A new facility has opened at the Churchill Hospital's Haematology Ward offering a new way of caring for some transplant patients.

It provides them with outpatient rather than inpatient care, enabling them to go home more quickly following transplant. The Ambulatory Care Project has been introduced to allow 'relatively well' patients the chance to remain at home for the first part of their treatment that, historically they would have been admitted for.

It is hoped that this new way of caring for patients will encourage a better dietary intake and an improved psychological state, which should help them to recover more quickly following their bone marrow transplant.

This approach has already been tried by a number of other haematology and bone marrow units across the UK, with positive feedback.

Rachel Miller, Clinical Haematology Ward Sister, said: "Our ambulatory care area has been created in what was once an under-used space on the ward. It houses a bed and a chair, and will be staffed for 12 hours a day by a ward nurse who will deliver chemotherapy, bone marrow transplant conditioning therapies and stem cell / bone marrow infusions.

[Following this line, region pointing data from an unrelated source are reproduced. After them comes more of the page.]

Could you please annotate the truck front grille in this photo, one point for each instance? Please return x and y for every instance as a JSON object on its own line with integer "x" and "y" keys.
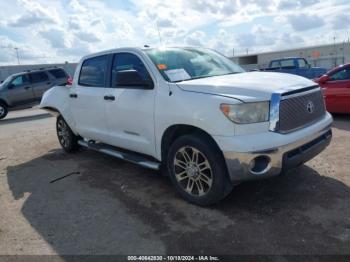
{"x": 300, "y": 109}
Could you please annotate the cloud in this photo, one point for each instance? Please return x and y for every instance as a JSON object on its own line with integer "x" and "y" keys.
{"x": 195, "y": 38}
{"x": 87, "y": 37}
{"x": 66, "y": 30}
{"x": 340, "y": 21}
{"x": 303, "y": 22}
{"x": 34, "y": 14}
{"x": 220, "y": 7}
{"x": 56, "y": 37}
{"x": 288, "y": 4}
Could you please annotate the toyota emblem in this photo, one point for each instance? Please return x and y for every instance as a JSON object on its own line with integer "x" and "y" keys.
{"x": 310, "y": 107}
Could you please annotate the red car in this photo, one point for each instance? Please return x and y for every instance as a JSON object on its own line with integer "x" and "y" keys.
{"x": 335, "y": 85}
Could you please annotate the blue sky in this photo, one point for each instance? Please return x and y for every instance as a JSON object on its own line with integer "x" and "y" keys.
{"x": 58, "y": 31}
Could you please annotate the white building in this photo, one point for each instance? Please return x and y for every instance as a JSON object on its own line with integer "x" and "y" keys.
{"x": 326, "y": 56}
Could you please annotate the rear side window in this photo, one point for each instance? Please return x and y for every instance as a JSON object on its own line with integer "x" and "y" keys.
{"x": 128, "y": 61}
{"x": 20, "y": 80}
{"x": 39, "y": 77}
{"x": 302, "y": 63}
{"x": 275, "y": 64}
{"x": 93, "y": 72}
{"x": 287, "y": 63}
{"x": 341, "y": 75}
{"x": 58, "y": 73}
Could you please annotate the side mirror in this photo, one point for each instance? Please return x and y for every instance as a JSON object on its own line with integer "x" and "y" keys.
{"x": 131, "y": 78}
{"x": 323, "y": 79}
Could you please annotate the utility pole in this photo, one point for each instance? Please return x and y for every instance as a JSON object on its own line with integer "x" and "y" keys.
{"x": 160, "y": 39}
{"x": 335, "y": 52}
{"x": 16, "y": 48}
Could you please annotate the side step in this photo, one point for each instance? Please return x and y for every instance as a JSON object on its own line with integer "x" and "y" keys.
{"x": 130, "y": 157}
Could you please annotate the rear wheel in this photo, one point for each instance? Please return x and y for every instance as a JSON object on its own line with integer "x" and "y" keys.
{"x": 3, "y": 110}
{"x": 66, "y": 137}
{"x": 198, "y": 171}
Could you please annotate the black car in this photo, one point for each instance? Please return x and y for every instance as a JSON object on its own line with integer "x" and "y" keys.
{"x": 27, "y": 88}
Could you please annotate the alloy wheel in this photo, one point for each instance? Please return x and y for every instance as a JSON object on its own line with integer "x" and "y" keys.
{"x": 193, "y": 171}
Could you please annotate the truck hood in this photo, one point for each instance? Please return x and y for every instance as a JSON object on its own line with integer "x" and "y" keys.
{"x": 248, "y": 87}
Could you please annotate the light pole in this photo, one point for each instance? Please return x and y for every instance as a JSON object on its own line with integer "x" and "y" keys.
{"x": 16, "y": 48}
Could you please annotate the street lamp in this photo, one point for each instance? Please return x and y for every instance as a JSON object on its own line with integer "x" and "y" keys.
{"x": 16, "y": 48}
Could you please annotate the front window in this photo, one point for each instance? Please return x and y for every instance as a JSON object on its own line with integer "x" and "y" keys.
{"x": 302, "y": 63}
{"x": 180, "y": 64}
{"x": 341, "y": 75}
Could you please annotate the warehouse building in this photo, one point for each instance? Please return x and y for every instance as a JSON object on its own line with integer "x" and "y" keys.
{"x": 6, "y": 71}
{"x": 326, "y": 56}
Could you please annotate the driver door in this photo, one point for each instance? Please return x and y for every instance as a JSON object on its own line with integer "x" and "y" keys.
{"x": 86, "y": 99}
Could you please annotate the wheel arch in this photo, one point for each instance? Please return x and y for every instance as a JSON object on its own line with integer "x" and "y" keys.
{"x": 4, "y": 102}
{"x": 175, "y": 131}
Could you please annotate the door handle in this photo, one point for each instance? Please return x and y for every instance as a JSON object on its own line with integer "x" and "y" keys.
{"x": 111, "y": 98}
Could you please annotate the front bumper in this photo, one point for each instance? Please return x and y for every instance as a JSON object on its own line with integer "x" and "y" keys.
{"x": 281, "y": 157}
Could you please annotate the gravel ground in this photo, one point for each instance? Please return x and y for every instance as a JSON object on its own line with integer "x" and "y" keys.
{"x": 107, "y": 206}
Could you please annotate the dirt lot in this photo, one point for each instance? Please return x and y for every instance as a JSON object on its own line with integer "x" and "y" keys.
{"x": 107, "y": 206}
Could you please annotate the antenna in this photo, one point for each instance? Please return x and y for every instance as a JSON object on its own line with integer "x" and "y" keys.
{"x": 160, "y": 38}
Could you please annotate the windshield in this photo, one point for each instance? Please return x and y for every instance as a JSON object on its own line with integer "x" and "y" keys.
{"x": 180, "y": 64}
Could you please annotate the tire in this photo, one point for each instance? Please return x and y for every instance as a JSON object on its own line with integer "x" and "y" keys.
{"x": 3, "y": 110}
{"x": 66, "y": 137}
{"x": 198, "y": 170}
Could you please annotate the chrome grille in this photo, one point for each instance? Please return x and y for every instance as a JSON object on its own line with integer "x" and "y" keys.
{"x": 300, "y": 109}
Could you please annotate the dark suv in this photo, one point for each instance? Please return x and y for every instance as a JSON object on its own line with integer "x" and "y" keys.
{"x": 27, "y": 88}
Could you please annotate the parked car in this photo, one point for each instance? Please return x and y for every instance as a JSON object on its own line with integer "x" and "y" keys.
{"x": 193, "y": 114}
{"x": 336, "y": 89}
{"x": 296, "y": 66}
{"x": 27, "y": 88}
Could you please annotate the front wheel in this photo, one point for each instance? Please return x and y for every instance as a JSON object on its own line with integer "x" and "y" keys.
{"x": 3, "y": 110}
{"x": 197, "y": 170}
{"x": 66, "y": 137}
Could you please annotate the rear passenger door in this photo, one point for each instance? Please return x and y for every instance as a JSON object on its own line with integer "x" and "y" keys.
{"x": 130, "y": 112}
{"x": 86, "y": 99}
{"x": 20, "y": 91}
{"x": 59, "y": 76}
{"x": 40, "y": 83}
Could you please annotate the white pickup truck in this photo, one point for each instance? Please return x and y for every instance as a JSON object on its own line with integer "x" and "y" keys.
{"x": 193, "y": 114}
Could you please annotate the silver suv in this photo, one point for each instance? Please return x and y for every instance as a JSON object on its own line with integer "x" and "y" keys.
{"x": 27, "y": 88}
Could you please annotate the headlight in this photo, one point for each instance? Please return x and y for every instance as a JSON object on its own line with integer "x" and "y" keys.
{"x": 247, "y": 113}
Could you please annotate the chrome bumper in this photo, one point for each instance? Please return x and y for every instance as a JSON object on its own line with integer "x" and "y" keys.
{"x": 280, "y": 158}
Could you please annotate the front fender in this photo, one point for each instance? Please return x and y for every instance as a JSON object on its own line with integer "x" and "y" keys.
{"x": 56, "y": 102}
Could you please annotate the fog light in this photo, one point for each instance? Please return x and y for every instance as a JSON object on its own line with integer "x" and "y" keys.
{"x": 259, "y": 165}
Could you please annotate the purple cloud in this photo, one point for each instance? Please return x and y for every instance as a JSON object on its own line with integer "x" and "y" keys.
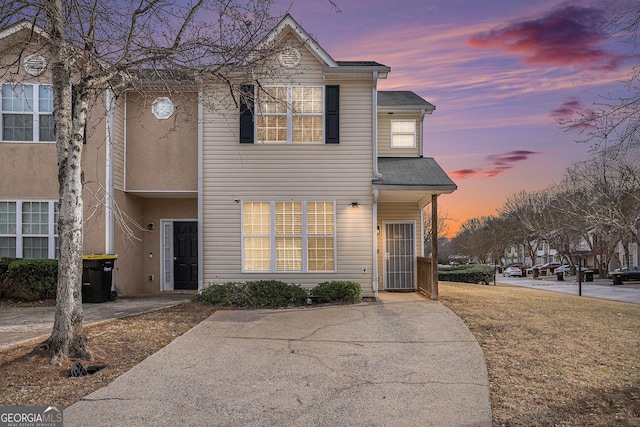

"The patients will return home each evening and will have access to the ward staff 24/7 for advice or readmission."

Doctors and nurse specialists identify those patients who are suitable for this type of treatment, and they are given lots of information so that they can decide whether ambulatory care is right for them.

The first patient to be treated in the new facility was Helen Chambless. She said: "While the ward care is fantastic and it has its place in many situations, any opportunity where a patient like me can be enabled to go home is so important.

To be at home and still have access to the ward care was brilliant, and allowed me to be reminded of what I was fighting for. This facility has the potential to positively impact on so many patients over the coming months and years."

Pictured at the opening are: Divisional Nurse, Ali Cornall, General Manager of Surgery and Oncology, Rainer Buhler, Helen Chambless, patient, Haematology Ward Sister, Rachel Miller and Matron, Hayley Smith.